Referencing PR –> PR #174009, altough there were few changes, made afterwards by the reviewers.
Whenever we write tensor[0] in Python, it feels like magic. But under the hood, PyTorch has to route this operation through a massive C++ dispatching engine to figure out if this should run on a CPU or a CUDA GPU…
The Bug: Empty Indices Crashing index.Tensor
The issue behind this PR was deceptively small: torch.ops.aten.index.Tensor(t, []) could crash instead of failing cleanly when the index list was empty. In other words, PyTorch was being asked to perform tensor indexing with no actual indices, and one of the internal code paths did not defend itself against that case.
That sounds like a corner case, but it is exactly the kind of corner case that matters in a system like PyTorch. Indexing is one of the most heavily used operations in the entire stack, and even a tiny inconsistency can surface in surprising places, especially once you start mixing Python frontend code, ATen internals, and backend-specific behavior.

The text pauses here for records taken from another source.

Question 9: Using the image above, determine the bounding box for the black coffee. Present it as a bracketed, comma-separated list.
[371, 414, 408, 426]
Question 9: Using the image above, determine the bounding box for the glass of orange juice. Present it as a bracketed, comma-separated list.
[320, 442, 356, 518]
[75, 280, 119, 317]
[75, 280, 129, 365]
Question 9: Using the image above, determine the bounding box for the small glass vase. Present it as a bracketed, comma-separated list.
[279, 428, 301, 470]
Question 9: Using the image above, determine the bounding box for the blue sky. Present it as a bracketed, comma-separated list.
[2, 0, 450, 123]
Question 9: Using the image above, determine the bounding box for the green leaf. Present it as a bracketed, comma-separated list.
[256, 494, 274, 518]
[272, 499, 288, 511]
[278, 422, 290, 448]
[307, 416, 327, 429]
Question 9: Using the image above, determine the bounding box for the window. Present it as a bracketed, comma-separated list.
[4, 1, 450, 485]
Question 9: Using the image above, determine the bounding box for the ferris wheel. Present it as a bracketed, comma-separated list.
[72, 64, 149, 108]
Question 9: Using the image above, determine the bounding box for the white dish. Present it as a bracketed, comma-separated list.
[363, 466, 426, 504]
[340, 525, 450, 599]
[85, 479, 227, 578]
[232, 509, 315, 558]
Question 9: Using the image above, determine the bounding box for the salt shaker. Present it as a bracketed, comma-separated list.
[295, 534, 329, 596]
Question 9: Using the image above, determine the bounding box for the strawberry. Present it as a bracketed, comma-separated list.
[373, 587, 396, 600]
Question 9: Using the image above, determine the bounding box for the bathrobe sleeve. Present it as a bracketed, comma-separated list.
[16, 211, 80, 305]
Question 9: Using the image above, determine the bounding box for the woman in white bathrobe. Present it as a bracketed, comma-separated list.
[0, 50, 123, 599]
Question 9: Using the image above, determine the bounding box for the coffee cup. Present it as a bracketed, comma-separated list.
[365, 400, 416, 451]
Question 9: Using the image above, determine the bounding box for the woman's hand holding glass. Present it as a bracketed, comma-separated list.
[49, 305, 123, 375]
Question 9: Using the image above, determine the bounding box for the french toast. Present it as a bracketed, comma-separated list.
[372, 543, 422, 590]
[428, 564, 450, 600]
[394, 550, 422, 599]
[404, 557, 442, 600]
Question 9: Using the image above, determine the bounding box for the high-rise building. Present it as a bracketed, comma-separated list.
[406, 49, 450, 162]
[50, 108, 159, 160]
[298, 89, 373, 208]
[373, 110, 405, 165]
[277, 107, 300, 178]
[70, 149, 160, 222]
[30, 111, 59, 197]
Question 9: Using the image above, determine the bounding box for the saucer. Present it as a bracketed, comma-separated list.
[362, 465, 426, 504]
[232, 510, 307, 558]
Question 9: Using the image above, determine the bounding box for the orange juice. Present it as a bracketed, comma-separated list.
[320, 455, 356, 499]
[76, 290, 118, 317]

Tracing the Dispatch: Python to ATen
When you write something like x[0] in Python, the operation does not stay in Python for long. It is lowered into ATen, PyTorch’s internal tensor library, where the framework decides how to interpret the indexing request and which backend should handle it.

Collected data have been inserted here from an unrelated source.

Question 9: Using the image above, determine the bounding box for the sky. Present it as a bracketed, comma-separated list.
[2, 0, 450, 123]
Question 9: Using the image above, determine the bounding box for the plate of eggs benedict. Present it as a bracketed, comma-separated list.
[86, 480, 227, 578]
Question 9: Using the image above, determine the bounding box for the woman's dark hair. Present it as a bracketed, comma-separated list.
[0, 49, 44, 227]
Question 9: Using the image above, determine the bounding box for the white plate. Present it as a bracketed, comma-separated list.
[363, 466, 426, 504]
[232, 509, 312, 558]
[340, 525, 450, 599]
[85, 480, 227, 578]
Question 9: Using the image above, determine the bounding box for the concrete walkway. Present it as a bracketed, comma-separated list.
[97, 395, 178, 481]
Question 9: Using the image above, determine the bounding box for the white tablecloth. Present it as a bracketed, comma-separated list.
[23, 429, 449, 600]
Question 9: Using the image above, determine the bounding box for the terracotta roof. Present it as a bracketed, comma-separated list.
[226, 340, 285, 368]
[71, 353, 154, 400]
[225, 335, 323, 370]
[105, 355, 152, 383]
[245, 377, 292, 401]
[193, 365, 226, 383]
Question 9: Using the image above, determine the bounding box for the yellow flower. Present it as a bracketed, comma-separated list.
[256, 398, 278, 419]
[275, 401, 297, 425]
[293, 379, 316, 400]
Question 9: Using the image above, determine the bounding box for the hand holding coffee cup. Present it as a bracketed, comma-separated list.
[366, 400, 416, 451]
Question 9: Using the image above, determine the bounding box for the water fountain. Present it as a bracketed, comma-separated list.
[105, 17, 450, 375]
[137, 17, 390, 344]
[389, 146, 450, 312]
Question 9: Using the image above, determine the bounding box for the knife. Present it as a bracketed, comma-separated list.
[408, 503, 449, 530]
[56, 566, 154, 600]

That path has to answer a lot of questions:
- Is the index list valid?
- Are we doing basic or advanced indexing?
- Do the indices describe a contiguous subspace?
- Should the implementation materialize any optional indices first?

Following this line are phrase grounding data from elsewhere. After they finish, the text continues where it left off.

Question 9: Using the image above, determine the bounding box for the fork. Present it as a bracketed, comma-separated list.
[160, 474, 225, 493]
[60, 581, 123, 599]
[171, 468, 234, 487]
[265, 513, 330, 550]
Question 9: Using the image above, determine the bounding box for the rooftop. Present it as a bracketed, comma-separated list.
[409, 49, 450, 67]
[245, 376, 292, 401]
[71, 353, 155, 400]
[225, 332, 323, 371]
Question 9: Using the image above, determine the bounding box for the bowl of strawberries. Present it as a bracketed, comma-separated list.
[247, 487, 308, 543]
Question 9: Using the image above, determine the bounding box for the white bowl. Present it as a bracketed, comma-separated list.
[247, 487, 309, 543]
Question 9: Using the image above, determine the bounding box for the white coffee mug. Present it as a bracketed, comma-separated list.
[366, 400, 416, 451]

The bug in this PR lived in that validation layer. The problem was not really about a specific device or dtype. It was about what happens when the list of indices is empty and the internal helpers assume there is at least one meaningful tensor to inspect.
The Solution: Fixing IndexingUtils.h and TensorAdvancedIndexing.cpp
The PR made two functional changes in the C++ code and one regression test in Python.
First, IndexingUtils.h was updated so that the helper that checks whether the indexed tensors form a contiguous subspace handles an empty set safely. That is the kind of guard that looks boring in isolation, but it is exactly what keeps an internal helper from wandering into undefined behavior when the input is degenerate.
Second, TensorAdvancedIndexing.cpp now checks the meta path for an empty index list and raises a clear IndexError with the message at least one index must be provided. That is the right failure mode here: fail early, fail explicitly, and fail in a place that tells the caller what is wrong.
Third, the Python test suite gained a regression test that exercises the exact empty-index call:
with self.assertRaisesRegex(IndexError, "at least one index must be provided"):
torch.ops.aten.index.Tensor(t, [])
That test is doing more than checking an error message. It locks in the contract so the bug does not quietly return later after some unrelated refactor.